Like many systems, the cost and complexity is not additive, but multiplicative in terms of the parts.
Design of data structures and algorithms to support specialization and free-threading is much harder than to support one or the other.
This is a problem for single-threaded performance, but free threading makes the problem worse and complicates the solution.
As a program goes faster, it will produce garbage faster. We need to either speedup the cycle collector, or produce less garbage. Ideally both.
Partial evaluation, an optimization that builds on specialization and doesn’t like parallel mutation, can reduce the amount of garbage produced.
We hope that with improved GC and partial evaluation cycle GC can scale with single-threaded performance improvements we expect for 3.13.
Free-threading produces more garbage. 10 threads running in parallel will produce 10 times as much garbage.
Without radical changes to the cycle GC, this will kill performance.
Spending 10% of the execution time in the cycle GC is fairly typical for single-threaded Python programs.
With 9 threads running, and a single threaded cycle GC, 50% of execution time would be spent in GC, with the threads idling half the time.
This is a solvable problem, but it is a hard one.
Free threading will need an ABI break.
It will also need API changes, although it is not clear what yet.
Probably, all C structs will need to be opaque, as parallel modification of those structs
is a hazard that it is unreasonable to expect third-party developers to handle.
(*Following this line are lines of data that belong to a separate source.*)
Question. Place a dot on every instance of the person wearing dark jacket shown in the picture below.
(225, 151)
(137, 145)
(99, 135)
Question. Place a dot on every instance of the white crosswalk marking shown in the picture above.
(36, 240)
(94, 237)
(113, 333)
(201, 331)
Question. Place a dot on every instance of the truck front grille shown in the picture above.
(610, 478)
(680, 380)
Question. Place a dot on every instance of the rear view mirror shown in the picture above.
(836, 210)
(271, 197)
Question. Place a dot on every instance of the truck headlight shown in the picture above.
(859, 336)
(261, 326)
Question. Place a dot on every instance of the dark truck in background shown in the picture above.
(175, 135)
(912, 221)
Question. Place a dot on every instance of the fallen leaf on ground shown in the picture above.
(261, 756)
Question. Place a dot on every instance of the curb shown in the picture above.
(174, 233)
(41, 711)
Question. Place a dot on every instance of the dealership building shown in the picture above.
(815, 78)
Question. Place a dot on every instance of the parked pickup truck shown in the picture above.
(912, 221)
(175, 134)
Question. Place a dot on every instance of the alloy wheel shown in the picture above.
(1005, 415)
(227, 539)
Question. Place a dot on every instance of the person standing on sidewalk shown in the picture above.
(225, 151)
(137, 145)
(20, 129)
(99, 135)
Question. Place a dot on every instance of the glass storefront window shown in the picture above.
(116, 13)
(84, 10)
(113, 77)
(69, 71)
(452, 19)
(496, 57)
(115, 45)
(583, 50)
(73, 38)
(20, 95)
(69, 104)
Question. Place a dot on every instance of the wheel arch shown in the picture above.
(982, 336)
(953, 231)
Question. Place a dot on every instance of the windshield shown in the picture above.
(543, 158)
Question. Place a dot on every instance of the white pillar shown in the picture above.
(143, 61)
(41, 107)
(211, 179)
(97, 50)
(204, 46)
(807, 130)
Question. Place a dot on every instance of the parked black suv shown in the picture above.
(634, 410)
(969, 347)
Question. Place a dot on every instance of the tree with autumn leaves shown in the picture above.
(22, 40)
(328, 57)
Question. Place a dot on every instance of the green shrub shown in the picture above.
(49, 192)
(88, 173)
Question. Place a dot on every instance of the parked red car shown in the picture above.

Returning borrowed references is already unsafe. It becomes extra unsafe with free threading,
so all C API functions that return borrowed references will need to be replaced.
If there is the will to have fast, free threading, we can do it.
Long term financial backing and the right people will be needed.
I believe we already have the right people, we just need the backing.
There are three options available to the Steering Council:
- Choose single-threading performance: We ultimately expect a 5x speedup over 3.10
- Choose free-threading: NoGIL appears to scale well, but expect worse single threaded performance.
- Choose both.
- Pros: We know how to do this. We have a plan. It will happen. Sub-interpreters allow some limited form of parallelism.
- Cons: It keeps the GIL, preventing free-threading.
- Pros: Free threading; much better performance for those who can use multiple threads effectively.
- Cons: Some unknowns. Worse performance for most people, as single threaded performance will be worse. We don’t know how much worse.
- Pros: Gives us the world class runtime that the world’s number one programming language should have.
- Cons: More unknowns and a large cost.
Personally, I would be delighted if we choose option 3 because it is clearly the best option (and because it gives me great job security )
Please don’t choose option 2 hoping that we will get option 3, because “someone will sort out the performance issue”. They won’t, unless the resources are there.
If we must choose option 1 or 2, then I think it has to be option 1.
It gives us a speedup at much lower cost in CPUs and energy,
by doing things more efficiently rather than just throwing lots of cores at the problem.